In our subjects, CD4 counts in anemic patients were found to be insignificantly lower compared to nonanemic patients (187.21±228.46 vs 237.46±185.94, P=0.11). However, categorical analysis revealed a significant association between CD4 cell count (<200, 200–499 >500) and anemia (P=0.019). Moreover, prevalence of anemia increased with decreasing CD4 count (5.71%, 12.85%, and 48.09%) among patients with CD4 counts >500, 200–499, and <200 cells/mm3 respectively.
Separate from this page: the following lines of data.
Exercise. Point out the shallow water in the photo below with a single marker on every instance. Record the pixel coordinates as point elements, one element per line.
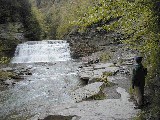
<point>50,83</point>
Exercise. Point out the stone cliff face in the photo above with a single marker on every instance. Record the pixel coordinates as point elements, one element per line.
<point>16,25</point>
<point>11,34</point>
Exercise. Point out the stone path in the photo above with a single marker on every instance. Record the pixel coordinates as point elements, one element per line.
<point>116,106</point>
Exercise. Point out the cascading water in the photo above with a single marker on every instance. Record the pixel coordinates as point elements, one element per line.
<point>42,51</point>
<point>54,75</point>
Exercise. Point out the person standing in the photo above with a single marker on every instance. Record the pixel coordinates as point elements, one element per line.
<point>138,81</point>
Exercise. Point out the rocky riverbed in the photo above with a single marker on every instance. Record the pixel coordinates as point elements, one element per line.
<point>117,103</point>
<point>91,88</point>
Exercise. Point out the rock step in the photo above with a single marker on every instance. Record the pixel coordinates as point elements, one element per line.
<point>87,91</point>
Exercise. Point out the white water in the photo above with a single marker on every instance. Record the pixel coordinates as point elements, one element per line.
<point>42,51</point>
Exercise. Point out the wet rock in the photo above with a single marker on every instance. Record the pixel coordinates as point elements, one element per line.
<point>102,65</point>
<point>9,82</point>
<point>8,69</point>
<point>60,117</point>
<point>87,91</point>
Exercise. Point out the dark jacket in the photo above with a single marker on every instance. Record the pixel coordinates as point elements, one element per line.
<point>138,75</point>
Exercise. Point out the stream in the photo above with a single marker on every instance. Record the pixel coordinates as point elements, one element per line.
<point>54,75</point>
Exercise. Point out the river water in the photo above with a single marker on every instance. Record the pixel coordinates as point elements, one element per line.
<point>54,75</point>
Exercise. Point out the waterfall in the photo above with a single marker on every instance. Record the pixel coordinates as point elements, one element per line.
<point>42,51</point>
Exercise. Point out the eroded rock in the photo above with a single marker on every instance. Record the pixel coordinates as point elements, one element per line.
<point>87,91</point>
<point>60,117</point>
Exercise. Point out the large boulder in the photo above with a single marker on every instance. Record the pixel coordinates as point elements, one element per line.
<point>87,91</point>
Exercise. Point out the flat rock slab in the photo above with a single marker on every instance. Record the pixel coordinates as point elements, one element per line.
<point>108,109</point>
<point>87,91</point>
<point>102,65</point>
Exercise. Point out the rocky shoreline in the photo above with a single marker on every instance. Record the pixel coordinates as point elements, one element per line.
<point>112,78</point>
<point>104,93</point>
This corresponds well with results from earlier studies.20,25,26 Zerihin et alrevealed that patients with CD4 counts <200 cells/mm3 were more likely to be anemic than those with CD4 counts ≥500 cells/mm3.23 Similarly,Shen et al29 noted that the prevalence of anemia increased with decreasing CD4 cell count (14.0%, 22.4%, 50.7%, and 74.6% among patients with CD4 counts ≥350, 200–349, 50–199, and <50 cells/mm3 respectively).
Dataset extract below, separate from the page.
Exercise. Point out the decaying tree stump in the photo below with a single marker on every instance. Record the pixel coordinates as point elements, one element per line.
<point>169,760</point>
In this study, the severity of anemia was significantly correlated with CD4 cell count, and the proportion of severe anemia significantly increased with decreasing CD4 count. This may be an important biological implication in our findings whereby lower CD4 count was associated with increased risk of anemia severity. A limitation is that this was a cross-sectional study, which only allows evaluation of associations at a specific point, but cannot draw conclusions about causal relationships over time. Therefore, a longitudinal study in a large representative population is needed to identify the causal relationship between anemia and various sociodemographic and clinical risk factors.

Conclusion

Our study revealls that anemia is a common comorbidity in patients living with HIV in Nepal. In particular, patients (especially with decreased immunostatus and female sex) are at greater risk of developing anemia, and a particular emphasis on careful evaluation to alleviate immune-system problems in these populations is necessary. Moreover, there is also a need to focus on routine screening and timely management of anemia to prevent disease progression and improve quality of life. In addition, increasing awareness of people living with HIV about the benefits of adhering to a nutritional diet consistently could be useful in managing anemia, as an appropriate diet helps the body in proliferating sufficient red blood cells and other granulocytes in the body.